Apart from the deposit, the parties contributed equally to the purchase price because repayments of a home loan are not counted as contributions to the purchase price. See: Calverley v Green (1984) 155 CLR 242. The applicant contended that if regard were had to the general law it would be just and fair that the Tribunal impose a remedial constructive trust in his favour of the type found in Baumgartner v Baumgartner (1985) 160 CLR 583 reflecting the unequal contributions made by him that conferred a benefit on his sister or alternatively that he was entitled to contribution from his sister and entitled to an equitable charge to secure the making of the contribution.  The Tribunal held that the parties had not purchased the property as a joint venture or joint endeavor and therefore rejected the applicant’s claim for the imposition of a remedial constructive trust. The Tribunal also held that when they purchased the land the parties had not reached an agreement as to how much of the home loan they were each to pay or what proportion of beneficial interest they each were to hold and for that reason rejected the imposition of a common intention type constructive trust in favour of the applicant.

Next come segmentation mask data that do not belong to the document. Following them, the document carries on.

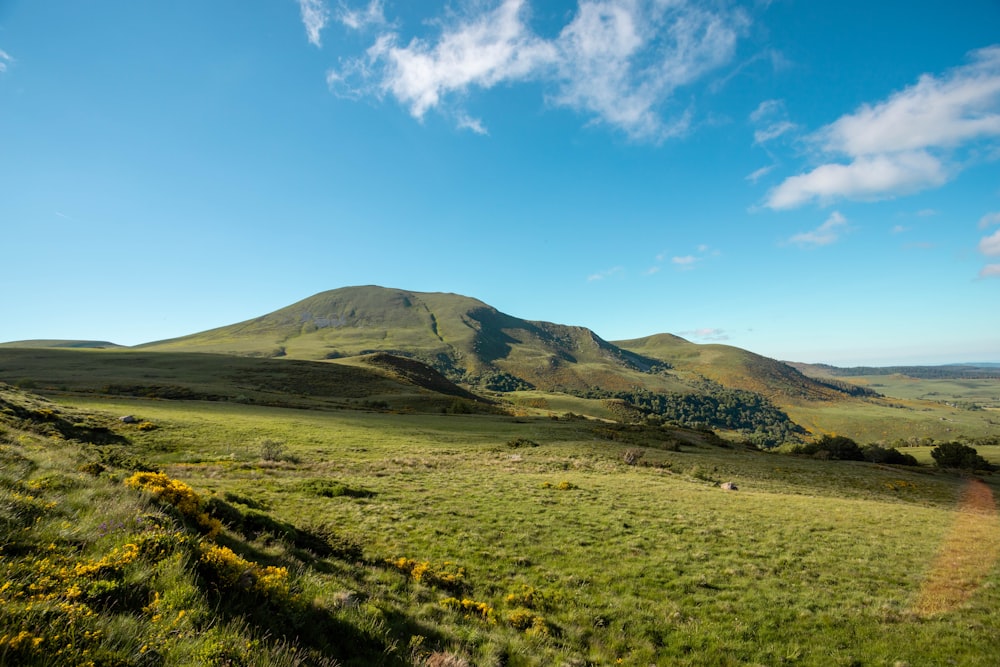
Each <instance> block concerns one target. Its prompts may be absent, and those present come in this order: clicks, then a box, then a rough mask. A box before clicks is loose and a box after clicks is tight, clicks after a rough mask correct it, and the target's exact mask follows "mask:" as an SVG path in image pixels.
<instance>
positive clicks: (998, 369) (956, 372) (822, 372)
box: [790, 363, 1000, 380]
mask: <svg viewBox="0 0 1000 667" xmlns="http://www.w3.org/2000/svg"><path fill="white" fill-rule="evenodd" d="M790 365H791V366H793V367H795V368H797V369H798V370H800V371H801V372H802V373H803V374H805V375H808V376H810V377H816V378H822V377H861V376H865V375H906V376H908V377H912V378H916V379H918V380H989V379H994V378H1000V364H993V363H981V364H944V365H941V366H850V367H838V366H830V365H827V364H800V363H790Z"/></svg>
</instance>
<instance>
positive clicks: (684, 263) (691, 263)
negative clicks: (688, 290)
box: [670, 255, 701, 271]
mask: <svg viewBox="0 0 1000 667" xmlns="http://www.w3.org/2000/svg"><path fill="white" fill-rule="evenodd" d="M699 261H701V259H700V258H698V257H695V256H694V255H684V256H681V257H671V258H670V263H671V264H673V265H674V266H675V267H677V268H679V269H682V270H685V271H687V270H689V269H693V268H694V265H695V264H697V263H698V262H699Z"/></svg>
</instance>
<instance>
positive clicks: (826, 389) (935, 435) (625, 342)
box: [617, 334, 1000, 443]
mask: <svg viewBox="0 0 1000 667" xmlns="http://www.w3.org/2000/svg"><path fill="white" fill-rule="evenodd" d="M617 344H618V345H620V346H622V347H624V348H626V349H629V350H632V351H635V352H638V353H640V354H643V355H647V356H650V357H654V358H658V359H664V360H668V361H670V362H671V363H673V364H674V365H675V366H676V367H677V368H678V369H682V370H691V371H697V372H699V373H702V374H704V375H705V376H707V377H709V378H711V379H713V380H716V381H718V382H721V383H723V384H727V385H729V386H737V387H740V388H744V389H749V390H751V391H757V392H759V393H762V394H764V395H765V396H768V397H769V398H770V399H771V400H772V401H773V402H774V403H775V404H776V405H778V406H779V407H781V408H782V409H783V410H785V411H786V412H787V413H788V415H789V417H791V418H792V420H793V421H794V422H796V423H797V424H800V425H801V426H803V427H805V428H806V429H807V430H809V431H810V432H812V433H814V434H817V435H820V434H837V435H846V436H848V437H850V438H853V439H855V440H857V441H858V442H862V443H866V442H876V441H883V442H893V441H895V440H896V439H907V438H917V439H923V438H931V439H934V440H952V439H955V438H957V437H959V436H960V435H966V436H970V437H984V436H989V435H991V434H993V435H995V434H996V423H997V422H998V421H1000V420H998V419H997V418H996V416H995V414H993V413H991V412H989V411H970V410H966V409H960V408H956V407H953V406H950V405H947V404H945V403H944V402H942V401H939V400H938V401H928V400H919V399H921V398H926V397H927V396H926V394H928V393H935V392H941V393H943V394H946V395H947V396H948V397H951V396H953V395H954V394H955V393H958V392H959V390H960V387H959V386H958V385H960V384H961V385H962V386H963V387H965V388H966V390H967V391H972V390H973V389H970V388H974V390H975V392H976V393H975V394H974V395H973V396H970V395H969V394H968V393H966V394H963V396H964V397H965V399H966V400H969V399H972V400H973V401H974V400H975V399H974V397H983V396H987V395H988V396H990V397H992V396H995V395H998V394H1000V389H998V386H1000V384H998V382H997V381H996V380H968V381H963V382H961V383H959V382H956V381H951V380H912V379H909V378H903V379H900V378H895V380H894V379H893V377H894V376H878V377H877V378H872V379H871V381H869V379H868V378H851V377H838V378H836V379H837V380H843V381H848V382H854V383H856V384H860V385H862V386H867V387H869V388H871V389H874V390H875V391H877V392H879V393H881V394H885V395H886V397H887V398H864V399H862V398H851V397H848V396H845V395H843V394H839V393H837V392H835V391H832V390H829V389H827V388H824V387H822V386H817V385H815V384H814V383H812V381H811V380H810V379H809V378H807V377H806V376H804V375H802V374H801V373H800V372H799V371H797V370H795V369H793V368H791V367H790V366H788V365H786V364H782V363H781V362H777V361H774V360H772V359H768V358H766V357H761V356H759V355H755V354H753V353H750V352H747V351H746V350H741V349H739V348H734V347H730V346H727V345H696V344H693V343H689V342H688V341H685V340H684V339H682V338H678V337H676V336H671V335H669V334H662V335H657V336H651V337H649V338H642V339H637V340H634V341H618V342H617ZM741 378H742V379H741ZM918 385H919V388H917V387H918ZM921 394H923V395H921ZM935 398H941V397H935Z"/></svg>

However, because the applicant paid most of the deposit the Tribunal ordered a resulting trust in favour of the applicant that varied the legal interests of the parties to reflect the fact that they each held the land as tenants in common, with the applicant holding a 54.33% share and the respondent the balance.

The Senior Member also ordered contribution from the respondent to the applicant to the extent that he had paid more than 54.33% of the home loan payments and other outgoings.  The respondent was ordered to pay $78,000 in contribution plus interest of more than $5000.